Yet again, the National Security Agency has been exposed for "accidentally overcollecting" call-record metadata of millions of Americans. According to a WSJ report that relied on documents obtained by the ACLU, the NSA received metadata records from an unnamed phone company that the agency hadn't been authorized to collect.
According to the report, it's unclear how the overcollection occurred, but the incident took place after the NSA said it had purged hundreds of millions of metadata records it had amassed since 2015 in a separate overcollection episode.
For those who aren't familiar with the concept, "Metadata" include the numbers called or texted and the associated time stamps, but not the contents of the conversation.
The documents didn't make clear how many records had been collected by the NSA since October. The NSA's media relations chief, Greg Julian, refused to comment on this specific episode, but referred to the prior overcollection episode - which resulted in the NSA deleting an entire database of collected metadata - where the NSA had collected information it hadn't been authorized to collect.
Essentially, the agency blamed the incident on service providers who incorrectly interpreted the NSA's request.
"While NSA lawfully sought data pertaining to a foreign power engaged in international terrorism, the provider produced inaccurate data and data beyond which NSA sought," Julian said.
The company began delivering those records to the NSA on Oct. 3, 2018 through Oct. 12, when the agency asked it investigate the “anomaly.”
Exposure of the incident has predictably provoked outrage from lawmakers, who have been railing against the NSA's surveillance programs since they were first exposed by former contractor Edward Snowden in 2013. Former lawmaker Pat Toomey, now an ACLU staff attorney, said the incident is just the latest reason why the NSA metadata-collection program, launched in the aftermath of 9/11 as part of the Patriot Act, should be discontinued.
"These documents only confirm that this surveillance program is beyond redemption and should be shut down for good," Patrick Toomey, an ACLU staff attorney, said in a statement. "The NSA’s collection of Americans’ call records is too sweeping, the compliance problems too many, and evidence of the program’s value all but nonexistent. There is no justification for leaving this surveillance power in the NSA’s hands."

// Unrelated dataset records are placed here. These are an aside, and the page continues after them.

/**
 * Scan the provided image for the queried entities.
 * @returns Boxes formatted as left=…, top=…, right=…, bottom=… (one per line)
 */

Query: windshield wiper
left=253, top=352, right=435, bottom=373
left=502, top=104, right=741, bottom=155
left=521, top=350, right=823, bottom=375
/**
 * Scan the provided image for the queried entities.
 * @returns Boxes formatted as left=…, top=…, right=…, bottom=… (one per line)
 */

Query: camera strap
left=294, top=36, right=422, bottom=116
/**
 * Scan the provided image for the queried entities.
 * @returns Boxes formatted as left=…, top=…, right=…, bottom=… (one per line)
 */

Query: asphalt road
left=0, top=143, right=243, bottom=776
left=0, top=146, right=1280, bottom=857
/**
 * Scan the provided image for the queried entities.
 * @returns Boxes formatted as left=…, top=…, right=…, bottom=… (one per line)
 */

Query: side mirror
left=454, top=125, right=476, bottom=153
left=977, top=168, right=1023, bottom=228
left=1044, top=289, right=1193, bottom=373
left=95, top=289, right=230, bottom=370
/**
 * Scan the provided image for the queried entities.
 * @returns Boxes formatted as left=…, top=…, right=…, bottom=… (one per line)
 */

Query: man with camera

The House Judiciary Committee has already started weighing which expiring Patriot Act provisions will be renewed, and according to several lawmakers, the phone surveillance program likely won't be reauthorized.
"Every new incident like this that becomes public is another reason this massive surveillance program needs to be permanently scrapped," said Sen. Ron Wyden, a longtime critic of the program. "But it is unacceptable that basic information about the program is still being withheld from the public."